The Republic of Singapore is a small island nation of about 263 Square miles or a little more than 3.5 times the size of Washington DC. It has a population of about 4.4 million, a parliamentary republic style government and a strong free market economy. Most countries of this size have a limited Navy and usually no submarine force. But Singapore does have a relatively large Navy and a submarine force of four RSS Challenger class coastal submarines.
Singapore has recently signed a contract to purchase two SSK Vastergotland-class submarines from the Royal Swedish Navy with the Swedish shipbuilder Kockums AB modernizing the subs and making modifications for operation in tropical waters. These two submarines are likely to replace two of the older Challenger submarines. In service date after modification is expected to be before 2010.
Vastergotland Class Submarine
Why does country as small as Singapore need modern SSK submarines?
Both of Singapore's neighbors have submarines or plans to purchase SSKs, Indonesia has two Cakra-class Type 209 subs and Malaysia has planned to purchase two Scorpene SSKs.
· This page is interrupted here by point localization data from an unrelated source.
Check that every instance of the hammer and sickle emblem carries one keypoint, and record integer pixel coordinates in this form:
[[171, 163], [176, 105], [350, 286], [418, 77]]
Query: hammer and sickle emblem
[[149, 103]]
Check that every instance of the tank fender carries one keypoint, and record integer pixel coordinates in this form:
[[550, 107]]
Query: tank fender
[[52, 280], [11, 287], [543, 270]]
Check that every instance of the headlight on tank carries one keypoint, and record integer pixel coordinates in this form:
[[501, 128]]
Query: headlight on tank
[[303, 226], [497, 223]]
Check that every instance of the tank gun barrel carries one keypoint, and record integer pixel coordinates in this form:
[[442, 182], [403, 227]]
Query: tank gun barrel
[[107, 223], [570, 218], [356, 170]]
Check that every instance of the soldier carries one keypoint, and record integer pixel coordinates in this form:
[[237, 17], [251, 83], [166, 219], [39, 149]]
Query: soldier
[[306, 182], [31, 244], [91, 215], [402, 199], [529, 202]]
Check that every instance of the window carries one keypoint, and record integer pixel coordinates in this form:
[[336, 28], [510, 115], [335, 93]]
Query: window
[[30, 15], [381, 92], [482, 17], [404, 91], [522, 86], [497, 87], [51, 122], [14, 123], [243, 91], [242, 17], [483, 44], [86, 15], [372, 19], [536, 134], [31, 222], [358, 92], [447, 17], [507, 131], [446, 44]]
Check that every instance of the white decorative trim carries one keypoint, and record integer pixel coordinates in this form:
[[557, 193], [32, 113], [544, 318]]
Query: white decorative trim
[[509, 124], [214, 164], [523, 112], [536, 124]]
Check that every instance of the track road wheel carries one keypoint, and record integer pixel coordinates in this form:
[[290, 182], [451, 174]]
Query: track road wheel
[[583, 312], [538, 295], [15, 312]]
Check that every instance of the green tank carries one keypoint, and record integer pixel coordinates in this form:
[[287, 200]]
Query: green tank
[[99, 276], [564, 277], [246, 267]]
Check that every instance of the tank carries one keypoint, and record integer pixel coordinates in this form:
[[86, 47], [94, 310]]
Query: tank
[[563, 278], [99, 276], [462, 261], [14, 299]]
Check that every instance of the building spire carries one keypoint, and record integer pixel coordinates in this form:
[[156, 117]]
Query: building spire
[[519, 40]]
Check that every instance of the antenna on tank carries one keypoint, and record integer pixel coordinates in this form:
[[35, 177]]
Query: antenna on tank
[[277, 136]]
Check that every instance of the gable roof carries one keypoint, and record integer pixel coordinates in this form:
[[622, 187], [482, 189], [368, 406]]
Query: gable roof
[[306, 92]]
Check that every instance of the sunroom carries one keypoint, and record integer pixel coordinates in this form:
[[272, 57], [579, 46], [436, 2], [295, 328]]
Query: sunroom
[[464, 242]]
But the real reason is that Singapore sits at the bottom of the Malacca Strait the single biggest chokepoint in the far east for shipping traffic including oil shipments to the energy hungry industrial economies of China, Taiwan, Japan and Korea. The Phillips Channel near Singapore is only 1.5 nautical miles (2.8 km) wide at its narrowest point. Singapore's economy is dependent on this shipping with exports of an estimated $174 billion in 2004. The country's merchant marine consists of 923 ships ranging in type from bulk carriers and container ships to petroleum and LNG tankers.
The Malacca Strait has been a hotbed of piracy and Indonesia, bordering the strait, has seen Al-Qaida sponsored terrorism. These two factors also contribute to Singapore's determination to keep a strong and modern naval presence (including submarines) in the Malacca Straits. This relationship between piracy and terrorism has also prompted Lloyd's of London to treat the threat of piracy as a war risk and subsequently change its rates.
When it comes to intelligence gathering on pirate activities, there is a question on whether submarines could be a political liability in the Malacca Strait. Because all Southeast Asian nations would have to be in agreement on the use of submarines the advantage a submarine may have in it's stealth could be compromised by agreements regarding operating restrictions. Most pirates are operating out of sheltered coastal coves, a foreign submarine continually operating in a disputed territory could touch a nerve between neighboring countries.
After reading this post and comments over at Chapomatic started by commissar post at The Politburo Diktat I thought it an interesting correlation between Singapore's recent submarine purchase, it's neighbors similar ambitions and the problem of Terrorism and Piracy in the Malacca Straits.
Submarines may not be the complete answer against pirates in the Malacca Straits or the Horn of Africa but they sure could take out a terrorist mothership if needed.